8

Why does use of a colon make difference to the result? And what should be the correct result?

# Not stored in a different location.
>>> id('123 4')== id('123 4')
True

# Also returns true
>>> x = '123 4'; y ='123 4'; id(x) == id(y)
True

But this same thing returns false.

>>> x = '123 4'
>>> y = '123 4'
>>> id(x) == id(y)
False

Same thing under function returns True

>>> def test():
...     x = '123 4';y='123 4'; print (id(x)==id(y))
...     a = '123 4'
...     b='123 4'
...     print (id(a)==id(b))
...
>>> test()
True
True
Peter Mortensen
  • 30,738
  • 21
  • 105
  • 131
Ankit Sachdeva
  • 179
  • 1
  • 9
  • 1
    Does line x = '123 4'; y ='123 4'; id(x) == id(y) execute in single step, that's why it returned true? – Ankit Sachdeva Mar 05 '15 at 17:21
  • 2
    @61612 I don't think this a duplicate of the mentioned question. The question is about, why the rules of interning strings differ when you use newline and semicolon as statement separator. – luk32 Mar 05 '15 at 17:23
  • 1
    No, i didn't think as a duplicate. I am concerned about different result using semi colon in python. – Ankit Sachdeva Mar 05 '15 at 17:23
  • 2
    Agreed. This is a separate question and the answer—which, IMO, will be interesting—relates to Python's string interning. – David Wolever Mar 05 '15 at 17:24
  • 1
    I suspect the real issue here is: what is the return value of multiple statements separated by semicolons in the REPL? Edit: Actually, nevermind... still investigating this... – ArtOfWarfare Mar 05 '15 at 17:24
  • 4
    This is all just an implementation detail. `id(something) == id(something_else)` is only guaranteed to work if the two variables are specifically assigned the same object. A program fragment expecting equality as shown here has a name: A Bug. – tdelaney Mar 05 '15 at 17:29
  • 1
    @tdelaney Of course not. http://guilload.com/python-string-interning/ : Native string interning. – luk32 Mar 05 '15 at 17:33
  • @luk32 - you showed an implementation detail (and it works differently when executed outside of the interpreter as I show below). Its not the defined behavior. – tdelaney Mar 05 '15 at 17:35
  • @tdelaney Oh, my apologies, I misunderstood you. I thought you said the observed behaviour is a bug. My bad. However, your statement does not relate to question very much IMO. No one does this here. Unless you meant it as a general advice then, of course, you are absolutely right. – luk32 Mar 05 '15 at 17:38
  • @luk32 That's an interesting article you linked to. I'm reading through it now. I suspect the answer to this question lies somewhere within it. – ArtOfWarfare Mar 05 '15 at 17:41
  • @luk32 - I think my statement is very much on point. Improper use of `a is b` is a common bug. OP shows several lines of code that should never be used in a python program and I pointed that out. – tdelaney Mar 05 '15 at 17:50
  • @tdelaney: Yeah, but now there's the curious question of why the strings are interned if they're on the same line but not if they're on separate lines. – ArtOfWarfare Mar 05 '15 at 17:54
  • @ArtOfWarfare - I think its because those several semicolon separated statements are parsed as a single unit. Its the parser that does the internment of the items it just parsed.
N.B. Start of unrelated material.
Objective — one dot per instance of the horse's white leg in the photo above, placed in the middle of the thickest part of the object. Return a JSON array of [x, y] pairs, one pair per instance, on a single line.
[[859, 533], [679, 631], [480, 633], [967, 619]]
When running scripts, you get the same id within a module but different ids across modules. – tdelaney Mar 05 '15 at 17:59
  • ime sure somewhere in the grammar you have something like `STATEMENT : EXPRESSION | STATEMENT SEMICOLON EXPRESSION` – Joran Beasley Mar 05 '15 at 19:15

4 Answers4

9
>>> x="123 4";y="123 4"

Python is smart enough to recognize both variables get the same value (since they are interpreted in the same line) and so stores that value in the same memory location (that is, id(x) == id(y)).

However

>>> x="123 4"
>>> y="123 4"

Python is not smart enough to realize they are both the same value (since they are interpreted on separate lines) and so stores each in its own memory location (that is, id(x) != id(y)).

Peter Mortensen
  • 30,738
  • 21
  • 105
  • 131
Joran Beasley
  • 110,522
  • 12
  • 160
  • 179
  • 4
    Is this specified somewhere, or is this some kind of magical and undocumented behavior that someone went out of their way to add in the Python interpreter? – ArtOfWarfare Mar 05 '15 at 17:27
  • 1
    since python parses line by line it can tell ... in C/C++ it would be optimized out by the compiler ... if you did `y=x` then it would share the id ... its just in general how python allocates memory ... all of python is open source ... and Im sure you can find actual documentation somewhere (maybe only by looking at the source) – Joran Beasley Mar 05 '15 at 17:29
  • I think the string internment happens when the string is parsed. In the interpreter, that's line by line. The take away is not to rely on undefined behavior! – tdelaney Mar 05 '15 at 17:33
  • 6
    @ArtOfWarfare: It's a Python interpreter implementation-specific optimization see [_Python string interning_](http://stackoverflow.com/questions/15541404/python-string-interning). I don't know if it's documented anywhere, but the bottom line is you shouldn't count on string IDs as a way to determine if two strings are _identical_. – martineau Mar 05 '15 at 17:35
  • same thing I have added to my comments on this question. But couldn't find any significance of it. – Ankit Sachdeva Mar 05 '15 at 17:36
  • @ArtOfWarfare I doubt there is any guarantee of this and it may vary between python interpreters (but it works for mine) – Joran Beasley Mar 05 '15 at 17:39
  • I don't see how this answers the question at all. At best it just restates it. – arshajii Mar 05 '15 at 18:31
  • the question is `Why use of colon makes difference to result? ` this answers it imho ... but meh – Joran Beasley Mar 05 '15 at 18:33
  • @arshajii It is more than a restatement. If this was the OP, we'd be saying "You answered your own question", and "..is there a question?". If you want it more explicitly: Python is interpreted, so the one-liner can be optimised, two-liner is not. – OJFord Mar 05 '15 at 18:46
5

This is just an accident of how the interpreter is written. Doing the same thing in a script shows a different result. It looks to me like the string internment happens along compilation units.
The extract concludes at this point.